Латикрат давно уже ушел, взбивая пыль четырьмя парами мохнатых ног.
С болот, располагавшихся неподалеку от Пронзающих врат, понесло туманом. Ххтур и Гоурт никогда раньше не видели болота, но признавали, что они чем-то напоминают Гунявый залив.
Ххтур поднялся.
— Не знаю, как ты, — сказал он своему собеседнику, — но мне кажется, что приближается время сна.
Напряженно размышлявший о чем-то Гоурт вздрогнул.
— Наверное, — не совсем уверенно проговорил он. — У каждой расы свой эталон красоты.
— Ты что! — возмутился Ххтур. — А латикрат? Совсем на нас не похож, а когда я его вижу, у меня просто дух захватывает!
Гоурт пожал плечами, отчего щетинки его вздыбились.
— Ладно, — произнес он. — Пошли, что ли… Поищем, где вздремнуть можно.
Они направились было прочь, но тут Пронзающие врата снова загудели и вспыхнули. Приятели обернулись, выжидательно вглядываясь.
Существо, которое вышло к ним, было ужасно. Просто ужасно, таких уродов они никогда не видели.
Ххтур закричал и, задохнувшись, тотчас бросился бежать. Гоурт, запутавшись в собственных щупальцах, упал, вскочил, снова упал и, бормоча что-то, пополз вслед за товарищем.
Существо остановилось, удивленно смотря на них. У него было всего две руки, две ноги и — страшно подумать — одна голова — и оно почти целиком было покрыто одеждой. По всей видимости, это был какой-то форменный комбинезон. На ткани, покрывавшей уродливую грудь, было вышито что-то, что могло бы быть именем существа: «И. Коротков».
Существо оглянулось, вздохнуло и зашагало по пыльной дороге, направляясь, видимо, на запад.
Илюша Короткое с детства мечтал стать космонавтом или летчиком-испытателем, а стал ассенизатором.

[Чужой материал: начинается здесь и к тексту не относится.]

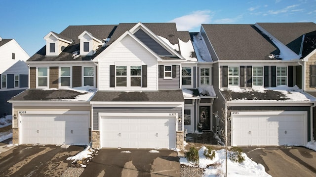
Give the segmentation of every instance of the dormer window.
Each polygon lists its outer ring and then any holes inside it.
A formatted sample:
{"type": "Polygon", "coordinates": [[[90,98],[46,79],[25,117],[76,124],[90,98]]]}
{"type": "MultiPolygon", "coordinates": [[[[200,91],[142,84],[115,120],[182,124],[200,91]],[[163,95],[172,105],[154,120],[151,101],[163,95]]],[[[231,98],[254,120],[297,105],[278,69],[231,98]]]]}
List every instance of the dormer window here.
{"type": "Polygon", "coordinates": [[[80,55],[82,56],[92,56],[98,46],[102,42],[102,40],[94,36],[92,34],[83,31],[78,36],[80,39],[80,55]]]}
{"type": "Polygon", "coordinates": [[[73,40],[55,32],[50,31],[44,37],[46,40],[46,55],[57,56],[73,40]]]}

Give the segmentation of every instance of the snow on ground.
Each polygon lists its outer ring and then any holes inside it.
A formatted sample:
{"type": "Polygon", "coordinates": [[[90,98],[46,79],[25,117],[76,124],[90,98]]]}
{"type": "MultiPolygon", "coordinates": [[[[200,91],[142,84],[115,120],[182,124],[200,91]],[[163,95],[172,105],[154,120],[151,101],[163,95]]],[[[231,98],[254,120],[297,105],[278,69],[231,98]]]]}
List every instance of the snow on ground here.
{"type": "Polygon", "coordinates": [[[93,149],[90,149],[90,146],[88,146],[82,151],[78,153],[75,156],[67,158],[66,160],[73,160],[74,162],[76,162],[77,160],[81,160],[84,158],[87,158],[91,156],[91,155],[92,154],[93,150],[93,149]]]}
{"type": "MultiPolygon", "coordinates": [[[[220,149],[215,151],[215,157],[211,160],[207,159],[204,155],[204,150],[206,149],[205,147],[202,147],[198,150],[199,161],[198,164],[196,165],[192,162],[188,162],[186,158],[181,157],[180,159],[180,163],[190,166],[198,166],[199,168],[205,170],[204,177],[218,177],[223,176],[225,172],[225,150],[220,149]],[[210,165],[212,164],[212,165],[210,165]]],[[[234,162],[228,158],[228,176],[229,177],[271,177],[268,174],[264,167],[249,159],[246,154],[242,153],[242,155],[245,158],[245,161],[238,163],[234,162]]]]}
{"type": "Polygon", "coordinates": [[[0,118],[0,128],[12,125],[12,115],[7,115],[5,118],[0,118]]]}

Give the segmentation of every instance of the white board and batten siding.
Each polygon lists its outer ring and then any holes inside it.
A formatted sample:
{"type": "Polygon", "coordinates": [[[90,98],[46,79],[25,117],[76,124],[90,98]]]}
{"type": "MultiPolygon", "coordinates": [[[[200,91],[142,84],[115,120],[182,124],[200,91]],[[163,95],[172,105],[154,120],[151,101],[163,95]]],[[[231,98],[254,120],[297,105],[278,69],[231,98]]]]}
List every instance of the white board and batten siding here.
{"type": "Polygon", "coordinates": [[[233,112],[232,145],[306,145],[307,117],[305,111],[233,112]]]}
{"type": "MultiPolygon", "coordinates": [[[[98,88],[99,90],[158,90],[157,59],[127,35],[102,59],[99,59],[98,88]],[[110,87],[110,66],[147,65],[147,87],[110,87]]],[[[129,72],[127,70],[127,72],[129,72]]]]}
{"type": "Polygon", "coordinates": [[[30,56],[12,39],[0,47],[0,74],[28,74],[27,65],[23,61],[26,61],[30,56]],[[12,59],[12,53],[15,59],[12,59]]]}

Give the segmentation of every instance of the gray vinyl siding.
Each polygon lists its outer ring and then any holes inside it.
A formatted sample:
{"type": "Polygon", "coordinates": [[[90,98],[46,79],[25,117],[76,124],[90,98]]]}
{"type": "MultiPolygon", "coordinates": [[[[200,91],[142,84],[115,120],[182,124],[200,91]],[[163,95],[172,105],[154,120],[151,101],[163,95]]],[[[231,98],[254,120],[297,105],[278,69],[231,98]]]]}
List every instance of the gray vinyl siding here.
{"type": "Polygon", "coordinates": [[[29,87],[29,75],[27,74],[20,75],[20,87],[29,87]]]}
{"type": "Polygon", "coordinates": [[[159,89],[179,89],[180,88],[180,66],[177,65],[177,76],[172,79],[163,79],[158,78],[159,89]]]}
{"type": "Polygon", "coordinates": [[[172,55],[141,29],[134,35],[156,54],[161,56],[172,55]]]}
{"type": "MultiPolygon", "coordinates": [[[[272,107],[272,106],[249,106],[249,107],[239,107],[234,106],[233,109],[230,109],[228,111],[228,115],[231,115],[231,112],[268,112],[269,111],[306,111],[307,112],[307,140],[308,141],[311,141],[311,107],[309,106],[279,106],[279,107],[272,107]]],[[[231,120],[228,121],[227,124],[227,131],[228,132],[231,132],[231,120]]],[[[231,135],[230,134],[230,135],[231,135]]],[[[228,138],[229,145],[230,146],[230,142],[231,142],[231,136],[229,135],[228,138]]]]}
{"type": "Polygon", "coordinates": [[[212,46],[212,44],[210,42],[209,40],[208,40],[208,38],[207,37],[207,35],[205,33],[204,29],[203,28],[203,26],[202,26],[201,28],[201,35],[202,37],[204,39],[204,41],[205,42],[205,44],[206,44],[206,47],[207,47],[207,49],[208,49],[208,51],[209,52],[210,54],[211,55],[211,57],[212,58],[212,60],[213,61],[217,61],[218,60],[217,58],[217,56],[216,56],[216,54],[214,49],[213,49],[213,47],[212,46]]]}
{"type": "MultiPolygon", "coordinates": [[[[182,117],[182,108],[93,108],[93,130],[99,130],[99,113],[178,113],[178,116],[182,117]]],[[[153,115],[155,116],[155,115],[153,115]]],[[[178,124],[178,130],[182,130],[182,123],[178,124]]]]}
{"type": "Polygon", "coordinates": [[[14,88],[14,75],[8,74],[6,75],[6,88],[14,88]]]}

Илюша не особенно печалился по этому поводу, потому что давным-давно врачи поставили ему диагноз «хронический дебилизм» — и он вообще ни о чем не печалился. А новая работа, доставшаяся ему, кстати, в наследство от отца, которому в свое время ставили диагноз «идиотия второй степени», ему даже нравилась — из-за того, что Илюше приходилось носить форменный комбинезон, совсем почти такой, как у космонавтов или летчиков — на верхнем нагрудном карманчике было вышито «И. Коротков», а на спине большими буквами — «ассенизатор номер пять».
Заработок у Илюши был хороший, позволивший даже приобрести комнату в коммунальной квартире на Ордынке в Москве и уважение соседей по квартире. Впрочем, уважение соседей выражалось в основном в том, что при появлении Илюши в рабочей одежде, которую он носил постоянно, на общей кухне каждый из соседей немедленно находил предлог, чтобы ретироваться в свою комнату, — и при встрече в тесном коммунальном коридоре Илюше всегда почтительно уступали дорогу.
Так Илюша и жил — и дожил до тридцати трех лет. А как хорошо известно, именно этот возраст и никакой другой является для мужчины роковым. Илюша не был исключением — и за два дня до своего тридцатичетырехлетия, выпивши с напарником шесть бутылок портвейна «Золотая осень», пошел проверить уровень нагруженности бака машины, в просторечии именуемой говновозом, и свалился в люк. Может быть, ничего такого страшного в тот день и не случилось бы, потому что плавал Илюша хорошо, а к запахам был привычен в силу специфики своей профессии, но напарник Митрич, обеспокоенный тем, что Илюша долго не возвращается, тоже полез в люк и тоже свалился, шибанув при падении плещущегося в темноте бака Илюшу по голове седьмой бутылкой портвейна «Золотая осень». Илюша потерял сознание и без звука ушел на дно, погрузившись сначала в густое дерьмо, а потом в небытие, о котором никогда при жизни не задумывался.
А очутившись в Первом загробном мире, Илюша тоже особенно не удивился. Его бабка Ефросинья часто рассказывала ему — маленькому — про ад, рай и боженьку; из этих рассказов Илюша мало что понял, но затвердилось одно — если хорошо себя вести, то попадешь в рай, где летают человечки с крыльями — ангелы. Илюша всю жизнь вел себя хорошо — и первое, что увидел, оказавшись совсем мертвым, — Митрича, которого волочил за руку какой-то тип с крылышками — ангел, как понял Илюша. Митрич упирался и хныкал о том, что никогда не нарушал никаких заповедей, а что пил запоями, бил детей и жену — так это все от одиночества бессмертной души. Крылатый, которому, очевидно, надоело нытье Митрича, врезал ему подзатыльник и сказал, что у такого смрадного дегенерата, как он, никакой бессмертной души быть не может.